I develop mostly on Linux and Solaris, so I google 'man whatever' a lot.

I find that IBM's STL reference is also pretty good, and occasionally the MSDN has some good non-MS-specific snippets.
 
I use MSDN quite frequently for development help. But when it comes to new technology, I'd like to include the opinions of people who aren't selling the stuff.

You'll be waiting a long time then. It only comes in three flavors - people selling the stuff, people selling stuff made with the stuff, and people giving you the stuff for free to charge you an arm and a leg for support.
 
You'll be waiting a long time then. It only comes in three flavors - people selling the stuff, people selling stuff made with the stuff, and people giving you the stuff for free to charge you an arm and a leg for support.

So on the hardware side, which of these flavors would you consider Anandtech, ExtremeTech, PCWorld ?

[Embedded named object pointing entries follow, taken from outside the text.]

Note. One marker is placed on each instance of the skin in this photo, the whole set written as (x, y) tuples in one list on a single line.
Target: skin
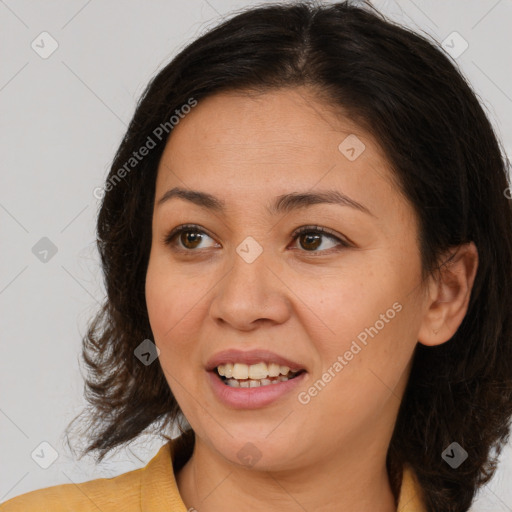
[(305, 303)]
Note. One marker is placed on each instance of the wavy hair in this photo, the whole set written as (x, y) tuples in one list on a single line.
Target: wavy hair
[(447, 161)]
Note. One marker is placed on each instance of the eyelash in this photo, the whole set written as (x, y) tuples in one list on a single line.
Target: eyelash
[(174, 233)]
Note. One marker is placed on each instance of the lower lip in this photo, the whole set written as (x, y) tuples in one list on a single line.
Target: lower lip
[(252, 398)]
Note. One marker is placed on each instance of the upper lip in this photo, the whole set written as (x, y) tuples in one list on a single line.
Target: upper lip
[(250, 357)]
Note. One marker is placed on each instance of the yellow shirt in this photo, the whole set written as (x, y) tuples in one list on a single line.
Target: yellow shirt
[(149, 489)]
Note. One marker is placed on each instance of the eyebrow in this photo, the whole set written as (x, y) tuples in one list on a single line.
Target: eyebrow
[(282, 204)]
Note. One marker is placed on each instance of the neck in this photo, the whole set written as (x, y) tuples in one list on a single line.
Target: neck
[(343, 481)]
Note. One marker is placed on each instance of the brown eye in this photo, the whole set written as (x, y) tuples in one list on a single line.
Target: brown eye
[(186, 238), (310, 241), (190, 239), (312, 238)]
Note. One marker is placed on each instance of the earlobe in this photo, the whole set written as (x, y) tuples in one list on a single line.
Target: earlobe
[(449, 293)]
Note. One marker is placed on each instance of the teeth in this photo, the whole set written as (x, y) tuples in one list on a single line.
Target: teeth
[(254, 371), (249, 383)]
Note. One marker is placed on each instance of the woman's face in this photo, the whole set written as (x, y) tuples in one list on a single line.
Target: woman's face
[(344, 306)]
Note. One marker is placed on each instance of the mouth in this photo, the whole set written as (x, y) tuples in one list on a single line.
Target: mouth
[(239, 375)]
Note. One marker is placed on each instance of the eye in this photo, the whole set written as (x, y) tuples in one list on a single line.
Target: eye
[(189, 237), (311, 238)]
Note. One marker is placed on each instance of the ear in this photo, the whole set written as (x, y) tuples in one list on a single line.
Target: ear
[(448, 295)]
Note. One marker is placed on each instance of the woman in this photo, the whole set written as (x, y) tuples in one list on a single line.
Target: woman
[(306, 242)]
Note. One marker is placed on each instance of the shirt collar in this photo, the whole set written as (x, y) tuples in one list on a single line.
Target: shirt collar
[(159, 490)]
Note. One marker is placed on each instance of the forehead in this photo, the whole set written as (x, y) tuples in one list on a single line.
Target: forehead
[(242, 147)]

I'm looking for sites similar to those, but focused more on software and development.
 
Anandtech is in the second category. A review of hardware is still made with the hardware, and while the payments you make are in the form of advertising exposure instead of cash, they are payments all the same.
 
I usually just google stuff for coding, but I find myself on cplusplus.com a lot and php.net for php. I wish there was a php.net like site for C++ though, I find php is so well organized and easy to find info. cplusplus.com is the closest thing that I've found but is mostly geared towards STL. Something that has 3rd party library information very well laid out would be nice too.

I find myself on MSDN sometimes too, though I'm not that big on MS based coding, most of my coding is in Linux. I do have a big C# app I manage so I do use MSDN for that mostly but normally just use google then land on MSDN from there.